A team of 4 Middle School Teachers and 4 Administrators piloted the second instructional rounds group in Mount Vernon’s Middle School starting in January 2014. After one pre-brief (to establish norms and goals), four observations and four group debriefs, we concluded our rounds with one final post-brief session. Here is the feedback…
What was good about this IR experience?
Greatest learning came from hearing about others’ feedback
Our group allowed the conversation to be organic
I benefited from an inside view of the all the classrooms
This increases the respect for our profession
It allowed me to form relationships with teammates on other grades and on the other campus
Made me more willing to take risks
Feedback is less scary if you feel supported and cared for.
As a new teacher, I felt like part of the community
What could improve the instructional rounds experience?
Focus on a problem of practice
Divide of areas of specific focus among observers
Bring in research and apply
Include peers in observations (rotate or video tape)

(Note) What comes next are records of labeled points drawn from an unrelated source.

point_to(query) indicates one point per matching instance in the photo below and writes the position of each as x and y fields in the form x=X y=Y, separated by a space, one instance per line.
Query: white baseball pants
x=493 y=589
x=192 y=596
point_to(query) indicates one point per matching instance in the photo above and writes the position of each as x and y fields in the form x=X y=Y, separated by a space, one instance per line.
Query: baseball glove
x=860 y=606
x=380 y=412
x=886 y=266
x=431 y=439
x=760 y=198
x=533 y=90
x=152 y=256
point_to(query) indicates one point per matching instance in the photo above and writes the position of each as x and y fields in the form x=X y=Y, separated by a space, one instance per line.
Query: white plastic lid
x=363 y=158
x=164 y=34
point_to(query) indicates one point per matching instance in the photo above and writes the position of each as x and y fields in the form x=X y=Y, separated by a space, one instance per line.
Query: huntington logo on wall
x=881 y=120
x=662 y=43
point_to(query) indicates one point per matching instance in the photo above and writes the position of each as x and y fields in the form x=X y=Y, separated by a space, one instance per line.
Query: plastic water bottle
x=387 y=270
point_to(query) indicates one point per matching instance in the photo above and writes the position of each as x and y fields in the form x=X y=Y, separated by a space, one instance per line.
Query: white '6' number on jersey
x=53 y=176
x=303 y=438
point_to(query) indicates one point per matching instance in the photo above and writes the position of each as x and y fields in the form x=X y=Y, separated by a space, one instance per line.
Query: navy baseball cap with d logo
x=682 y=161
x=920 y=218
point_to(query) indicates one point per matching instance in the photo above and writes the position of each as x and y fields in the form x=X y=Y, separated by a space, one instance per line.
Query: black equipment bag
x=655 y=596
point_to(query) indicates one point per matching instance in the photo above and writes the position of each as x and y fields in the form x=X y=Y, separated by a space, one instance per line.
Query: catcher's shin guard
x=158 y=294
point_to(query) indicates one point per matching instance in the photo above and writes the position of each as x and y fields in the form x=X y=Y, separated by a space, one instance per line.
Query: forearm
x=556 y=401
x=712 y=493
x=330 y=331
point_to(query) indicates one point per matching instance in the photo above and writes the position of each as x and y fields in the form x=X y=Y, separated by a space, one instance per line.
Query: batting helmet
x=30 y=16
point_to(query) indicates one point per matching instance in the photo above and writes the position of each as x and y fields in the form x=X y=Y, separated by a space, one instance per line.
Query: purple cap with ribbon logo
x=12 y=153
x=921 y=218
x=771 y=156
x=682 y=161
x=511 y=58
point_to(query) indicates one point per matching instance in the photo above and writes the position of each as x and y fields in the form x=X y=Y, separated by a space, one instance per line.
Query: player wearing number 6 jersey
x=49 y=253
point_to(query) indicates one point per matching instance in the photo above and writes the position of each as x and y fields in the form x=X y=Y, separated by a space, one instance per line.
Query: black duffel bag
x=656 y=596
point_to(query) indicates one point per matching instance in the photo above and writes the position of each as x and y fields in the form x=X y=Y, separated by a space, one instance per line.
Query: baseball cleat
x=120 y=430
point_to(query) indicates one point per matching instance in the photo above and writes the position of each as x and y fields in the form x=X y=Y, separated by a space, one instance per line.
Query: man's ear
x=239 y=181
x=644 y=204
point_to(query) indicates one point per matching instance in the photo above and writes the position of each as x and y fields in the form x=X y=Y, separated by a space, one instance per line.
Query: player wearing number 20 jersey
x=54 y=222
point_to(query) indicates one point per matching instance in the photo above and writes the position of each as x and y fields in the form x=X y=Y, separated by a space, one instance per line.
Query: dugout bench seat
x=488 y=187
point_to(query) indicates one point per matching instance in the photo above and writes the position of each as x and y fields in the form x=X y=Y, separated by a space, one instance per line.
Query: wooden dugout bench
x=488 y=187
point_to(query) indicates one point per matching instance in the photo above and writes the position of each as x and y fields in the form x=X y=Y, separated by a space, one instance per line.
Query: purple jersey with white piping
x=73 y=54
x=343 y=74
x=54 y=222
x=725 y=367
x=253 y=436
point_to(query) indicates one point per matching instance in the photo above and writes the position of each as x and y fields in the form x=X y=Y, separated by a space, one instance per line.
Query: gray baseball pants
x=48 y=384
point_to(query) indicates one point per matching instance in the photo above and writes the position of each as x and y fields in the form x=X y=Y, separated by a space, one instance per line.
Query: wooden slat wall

Teachers request observation for specific lessons (when they want feedback)
What could we improve about Proto 3 (the instrument we use to gather the observation data)?
Did the teacher get the feedback they wanted/needed each time?
Time is challenging to fill it all out
Is it redundant? (reading #4 – the transcript four times, mostly the same)
I want more questions and coaching in my feedback
Would it be more useful with a specific focus?
It was good because it has made me more intentional about the mindsets
Add indicators to mindsets
Plan professional learning around the data gained in the pedagogical map
What do you see as part of the next iteration of instructional rounds here?
IR networks become research teams, too. 2-3 research teams
HMW nurture innovation?
Teacher action research question/SMART goal
spread the love, but keep this team
spread to other divisions, other teachers
lesson plan of the month? demo slam/lesson slam?